RCMP Injunction

“There’s blood on the ground”: Wet’suwet’en bring awareness efforts to PG

Feb 9, 2020 | 3:29 PM

PRINCE GEORGE – Arrests are mounting at protest camps near construction zones of the Coastal GasLink pipeline through Wet’suwet’en territory.

RCMP officers arrested 11 people Saturday who allegedly barricaded themselves in a warming centre in a forested area near the worksite.

That same day, Satsi Naziel, a Wet’Suwet’en woman, was in Prince George with others working to raise awareness of the situation being forced upon her people.
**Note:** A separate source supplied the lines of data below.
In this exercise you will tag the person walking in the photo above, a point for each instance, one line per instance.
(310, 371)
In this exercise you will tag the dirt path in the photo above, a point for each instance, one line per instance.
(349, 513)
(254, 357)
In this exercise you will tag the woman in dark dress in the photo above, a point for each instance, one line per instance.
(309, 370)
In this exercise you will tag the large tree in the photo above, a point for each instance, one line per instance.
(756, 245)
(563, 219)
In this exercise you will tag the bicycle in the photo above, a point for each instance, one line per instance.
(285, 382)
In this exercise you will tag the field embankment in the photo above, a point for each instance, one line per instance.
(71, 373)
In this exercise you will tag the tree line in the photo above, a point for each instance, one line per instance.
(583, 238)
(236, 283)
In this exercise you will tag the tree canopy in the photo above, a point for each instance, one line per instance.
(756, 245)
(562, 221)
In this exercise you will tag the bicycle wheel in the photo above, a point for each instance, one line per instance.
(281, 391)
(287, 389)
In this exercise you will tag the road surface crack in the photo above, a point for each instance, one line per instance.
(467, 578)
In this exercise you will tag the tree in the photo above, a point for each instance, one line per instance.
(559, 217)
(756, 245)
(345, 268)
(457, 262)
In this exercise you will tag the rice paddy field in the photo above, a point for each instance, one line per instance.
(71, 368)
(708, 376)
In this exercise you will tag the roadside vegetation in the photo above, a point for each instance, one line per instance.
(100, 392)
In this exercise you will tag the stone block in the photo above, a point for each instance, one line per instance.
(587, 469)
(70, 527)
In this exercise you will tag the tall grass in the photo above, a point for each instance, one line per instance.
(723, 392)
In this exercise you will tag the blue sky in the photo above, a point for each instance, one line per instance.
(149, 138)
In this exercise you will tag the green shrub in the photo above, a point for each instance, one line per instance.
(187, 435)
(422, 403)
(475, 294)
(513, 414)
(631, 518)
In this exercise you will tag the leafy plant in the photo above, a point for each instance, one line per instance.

They stood outside of the Prince George RCMP Detachment at 455 Victoria Street.

She said friends of hers have been unlawfully arrested.

“My friends, they have been arrested. There’s blood on the ground. They were dragged out of broken glass windows. They were unlawfully arrested for breaching the injunction. But they were off of the road, that’s what the injunction states.. that if you were on the road then you’re breaching the injunction, but they weren’t on the road. And even if they were, our people have all said no. That is our consent, our lawful consent.”
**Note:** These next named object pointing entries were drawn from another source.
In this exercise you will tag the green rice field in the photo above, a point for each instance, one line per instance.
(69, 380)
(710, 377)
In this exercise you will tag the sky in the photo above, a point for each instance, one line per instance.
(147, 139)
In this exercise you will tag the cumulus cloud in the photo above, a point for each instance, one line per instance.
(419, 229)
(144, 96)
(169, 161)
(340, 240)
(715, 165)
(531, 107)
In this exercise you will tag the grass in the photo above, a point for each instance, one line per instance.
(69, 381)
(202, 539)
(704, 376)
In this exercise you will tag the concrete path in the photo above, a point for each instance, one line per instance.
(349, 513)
Naziel said family members of hers, some being hereditary chiefs, were also to have a meeting with the RCMP on Saturday

“The RCMP agreed to have the meeting and they blocked them out as soon as they left. They did not have the meeting. They lied to them.”

Support for the Wet’suwet’en has been felt down in the Lower Mainland with protests outside Vancouver City Hall.

Indigenous youth and supporters continue to protest by camping overnight on the front steps of the B.C. legislature in Victoria.